A few concrete choices stand out:
Clip bounds move based on observed loss contributions from positive tokens, not a fixed schedule.
Excessively negative samples are filtered to prevent gradient spikes; previously clipped positive tokens are let back in.
It slots into GRPO/PPO training loops and claims to avoid brittle hyper-sweeps common in “clip higher” heuristics.
In head-to-head comparisons against fixed clipping (e.g., upper bound 1.28), BAPO wins consistently across staleness levels. This reads less like a new family of methods and more like the missing control knob that makes off-policy RL viable for long-horizon reasoning.

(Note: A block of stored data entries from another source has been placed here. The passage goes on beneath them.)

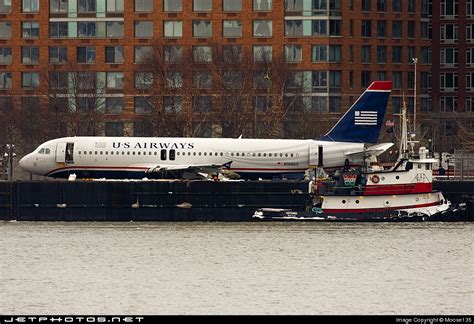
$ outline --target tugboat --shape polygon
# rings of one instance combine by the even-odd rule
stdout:
[[[316,170],[311,181],[313,204],[301,210],[261,208],[259,220],[321,221],[419,221],[452,212],[454,207],[441,192],[434,191],[433,165],[425,147],[414,154],[415,141],[408,140],[406,107],[401,114],[400,156],[388,170],[376,161],[358,168],[339,170],[327,176]],[[411,150],[408,145],[411,145]],[[321,176],[321,174],[325,176]],[[437,217],[437,219],[439,219]]]

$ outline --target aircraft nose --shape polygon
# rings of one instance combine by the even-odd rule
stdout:
[[[28,160],[28,155],[27,155],[27,156],[24,156],[24,157],[20,160],[20,162],[19,162],[20,168],[21,168],[22,170],[24,170],[24,171],[28,171],[28,170],[27,170],[27,169],[28,169],[27,160]]]

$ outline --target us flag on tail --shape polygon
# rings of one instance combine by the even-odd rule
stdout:
[[[355,111],[354,125],[377,126],[377,111]]]

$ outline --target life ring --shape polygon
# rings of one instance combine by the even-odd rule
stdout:
[[[372,178],[370,180],[372,180],[373,183],[379,183],[380,178],[379,178],[378,175],[374,175],[374,176],[372,176]]]

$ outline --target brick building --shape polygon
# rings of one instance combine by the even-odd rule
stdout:
[[[421,111],[421,126],[435,148],[450,151],[474,129],[473,1],[433,1],[432,25],[432,105]]]
[[[249,53],[249,64],[281,58],[291,70],[286,78],[299,91],[286,90],[285,98],[298,98],[283,104],[289,114],[279,121],[285,125],[280,136],[320,134],[374,80],[394,82],[389,115],[400,110],[403,94],[413,111],[415,57],[416,107],[428,112],[430,5],[429,0],[0,0],[0,105],[48,109],[51,93],[57,93],[51,88],[60,88],[55,99],[61,106],[99,112],[94,119],[104,127],[93,134],[147,135],[141,123],[156,109],[205,105],[204,112],[212,114],[223,101],[211,76],[209,89],[191,101],[168,93],[150,107],[154,81],[143,58],[156,51],[166,65],[188,51],[190,59],[211,67],[225,61],[231,49]],[[433,34],[438,32],[435,28]],[[206,79],[201,70],[198,76]],[[195,71],[193,76],[183,71],[170,74],[177,88],[196,78]],[[75,81],[73,73],[92,79]],[[76,83],[94,83],[92,92],[100,100],[91,99],[92,88],[87,95],[71,94]],[[268,113],[274,98],[251,95],[256,128],[257,117]],[[309,133],[294,131],[302,129],[292,124],[302,111],[311,121]],[[210,118],[199,135],[222,135],[219,123]],[[71,133],[67,128],[64,133]]]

Multi-head attention is a good idea with an obvious flaw: as you add heads, each head gets narrower and more myopic. This paper’s answer is simple: let heads “knock” into each other with a shared transformation applied to Q/K/V features before attention. Start them as identity (diagonal init) so specialization isn’t nuked, then let training learn cross-head structure.
The authors run ablation studies: value-side sharing matters most and Q/K help less and can be optional. Linear shared maps are mergeable at inference. Small MLPs do best in training if you can afford them.